Последние годы Вольский был на пенсии. Жена с дочерью жили в Ленинграде, он не появился у них. Он вообще никуда не выезжал, жил одиноко. Его частыми гостями стали такие же неприкаянные люди, слонявшиеся по Городку. Они появлялись неизвестно откуда, быстро находили «своих», заселяли вросшие в землю домики кривых улочек «нахаловки», откуда в конце тридцатых начинался Городок. В этих домах, с крохотными подслеповатыми оконцами, текла скрытая, малоизвестная жизнь. Но и от их обитателей, как от крохотного костерка, исходило тепло, души их, будто свечи, излучали тусклый свет, по которому они находили друг друга.
Все они где-то родились, шли своей дорогой, но что-то не удалось, не заладилось, случилось. Тысячи дней пронеслись над ними, а теперь они жили, словно родились взрослыми, избавленными от прошлого.

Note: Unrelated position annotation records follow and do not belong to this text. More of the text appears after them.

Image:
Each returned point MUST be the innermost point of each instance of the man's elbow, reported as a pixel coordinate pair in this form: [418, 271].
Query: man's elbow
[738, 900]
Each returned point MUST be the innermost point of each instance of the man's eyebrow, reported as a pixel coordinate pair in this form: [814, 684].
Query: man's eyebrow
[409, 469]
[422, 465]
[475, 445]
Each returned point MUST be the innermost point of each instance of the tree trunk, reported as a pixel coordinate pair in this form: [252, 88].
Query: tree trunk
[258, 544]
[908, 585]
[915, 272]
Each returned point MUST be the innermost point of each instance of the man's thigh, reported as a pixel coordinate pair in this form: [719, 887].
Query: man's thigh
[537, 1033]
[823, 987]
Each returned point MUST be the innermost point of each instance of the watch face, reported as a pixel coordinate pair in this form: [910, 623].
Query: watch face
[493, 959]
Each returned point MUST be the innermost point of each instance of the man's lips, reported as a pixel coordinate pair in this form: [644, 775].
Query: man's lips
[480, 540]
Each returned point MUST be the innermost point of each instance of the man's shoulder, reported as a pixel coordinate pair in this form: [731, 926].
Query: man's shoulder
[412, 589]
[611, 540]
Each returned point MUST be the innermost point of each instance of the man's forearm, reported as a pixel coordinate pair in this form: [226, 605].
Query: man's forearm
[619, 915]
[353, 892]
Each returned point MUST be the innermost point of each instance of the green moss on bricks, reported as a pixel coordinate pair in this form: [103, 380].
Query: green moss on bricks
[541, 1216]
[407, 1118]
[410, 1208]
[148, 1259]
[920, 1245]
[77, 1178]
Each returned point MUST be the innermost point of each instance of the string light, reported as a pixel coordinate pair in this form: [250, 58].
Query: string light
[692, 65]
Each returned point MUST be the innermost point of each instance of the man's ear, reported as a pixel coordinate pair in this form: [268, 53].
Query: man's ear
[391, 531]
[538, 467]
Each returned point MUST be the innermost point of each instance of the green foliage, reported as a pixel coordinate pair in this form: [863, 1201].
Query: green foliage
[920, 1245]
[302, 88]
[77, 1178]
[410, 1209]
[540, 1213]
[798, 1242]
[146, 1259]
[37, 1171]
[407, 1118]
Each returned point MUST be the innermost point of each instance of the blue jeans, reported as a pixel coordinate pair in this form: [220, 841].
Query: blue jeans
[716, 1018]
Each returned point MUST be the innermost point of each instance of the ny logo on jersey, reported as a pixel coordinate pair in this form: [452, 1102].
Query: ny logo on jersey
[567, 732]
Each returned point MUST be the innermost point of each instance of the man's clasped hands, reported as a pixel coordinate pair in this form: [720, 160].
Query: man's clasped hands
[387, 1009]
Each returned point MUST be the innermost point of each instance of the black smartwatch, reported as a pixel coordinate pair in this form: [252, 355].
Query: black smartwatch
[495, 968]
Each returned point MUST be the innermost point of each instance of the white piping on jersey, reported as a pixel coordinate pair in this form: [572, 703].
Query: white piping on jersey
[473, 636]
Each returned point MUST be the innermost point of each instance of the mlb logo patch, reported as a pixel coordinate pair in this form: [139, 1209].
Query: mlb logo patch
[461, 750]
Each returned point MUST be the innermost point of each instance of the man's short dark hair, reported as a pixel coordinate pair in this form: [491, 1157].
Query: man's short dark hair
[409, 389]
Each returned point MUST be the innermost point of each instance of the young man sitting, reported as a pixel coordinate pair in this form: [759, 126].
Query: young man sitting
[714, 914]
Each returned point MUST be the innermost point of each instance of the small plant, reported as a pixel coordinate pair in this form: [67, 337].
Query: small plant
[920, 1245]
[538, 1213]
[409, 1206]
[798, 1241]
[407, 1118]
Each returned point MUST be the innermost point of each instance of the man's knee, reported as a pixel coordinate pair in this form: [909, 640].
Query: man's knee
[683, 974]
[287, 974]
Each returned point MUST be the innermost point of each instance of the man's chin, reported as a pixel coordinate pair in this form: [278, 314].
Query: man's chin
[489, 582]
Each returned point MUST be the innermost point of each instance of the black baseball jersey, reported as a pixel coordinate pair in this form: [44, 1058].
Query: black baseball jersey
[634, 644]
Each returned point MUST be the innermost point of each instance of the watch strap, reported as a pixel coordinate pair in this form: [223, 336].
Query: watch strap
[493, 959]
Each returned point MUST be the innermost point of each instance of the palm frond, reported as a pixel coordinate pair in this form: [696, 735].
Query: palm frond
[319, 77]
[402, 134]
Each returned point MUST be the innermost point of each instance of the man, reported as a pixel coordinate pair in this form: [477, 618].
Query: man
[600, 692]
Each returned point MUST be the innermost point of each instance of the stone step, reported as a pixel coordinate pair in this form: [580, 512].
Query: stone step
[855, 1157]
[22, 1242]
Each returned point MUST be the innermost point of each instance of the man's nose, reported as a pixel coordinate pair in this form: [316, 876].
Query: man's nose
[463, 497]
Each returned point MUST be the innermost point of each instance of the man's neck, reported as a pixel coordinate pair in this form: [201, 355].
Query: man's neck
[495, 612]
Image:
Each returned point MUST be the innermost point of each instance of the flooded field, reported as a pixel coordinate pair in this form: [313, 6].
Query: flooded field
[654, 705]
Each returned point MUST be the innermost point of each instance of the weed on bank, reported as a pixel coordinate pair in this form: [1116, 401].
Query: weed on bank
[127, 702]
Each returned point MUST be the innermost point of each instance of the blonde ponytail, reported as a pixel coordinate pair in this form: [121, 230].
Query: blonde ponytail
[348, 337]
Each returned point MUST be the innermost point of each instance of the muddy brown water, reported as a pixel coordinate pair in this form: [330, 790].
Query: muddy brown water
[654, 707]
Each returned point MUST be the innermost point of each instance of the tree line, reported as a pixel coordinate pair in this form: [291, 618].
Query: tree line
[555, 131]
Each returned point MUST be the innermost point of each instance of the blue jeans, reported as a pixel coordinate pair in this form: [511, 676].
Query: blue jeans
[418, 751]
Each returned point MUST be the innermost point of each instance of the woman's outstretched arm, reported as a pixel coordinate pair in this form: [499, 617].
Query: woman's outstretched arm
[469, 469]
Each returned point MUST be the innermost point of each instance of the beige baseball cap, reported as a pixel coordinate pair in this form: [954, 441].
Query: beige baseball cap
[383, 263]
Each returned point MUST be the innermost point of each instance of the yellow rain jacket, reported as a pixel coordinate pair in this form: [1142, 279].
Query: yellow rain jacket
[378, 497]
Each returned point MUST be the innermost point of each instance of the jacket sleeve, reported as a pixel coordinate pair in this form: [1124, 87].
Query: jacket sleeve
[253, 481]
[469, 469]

«Память? – переспросил Данила как-то заглянувшего к нему Рэма Рощина и печально улыбнулся хмельными глазами. – А на кой черт она мне сдалась? Знаешь, каково вспоминать в одиночестве? Куда она тебя завести может? Нет, Рэмка, – покачал он головой, отмахиваясь от наседавших мыслей. – вспоминать хорошо в старости среди детей да внучат, друзей разных. Вот с тобой мне поговорить приятно, потому что ты, хотя и молодой, можешь другую душу услышать. Когда-нибудь поймешь, что для одинокого память – хуже гвоздя в голове, не греет она, лишь сильнее одиночество по нутру гонит, хоть на стенку от холода лезь. Или водку пей. Коли принес чего, доставай!»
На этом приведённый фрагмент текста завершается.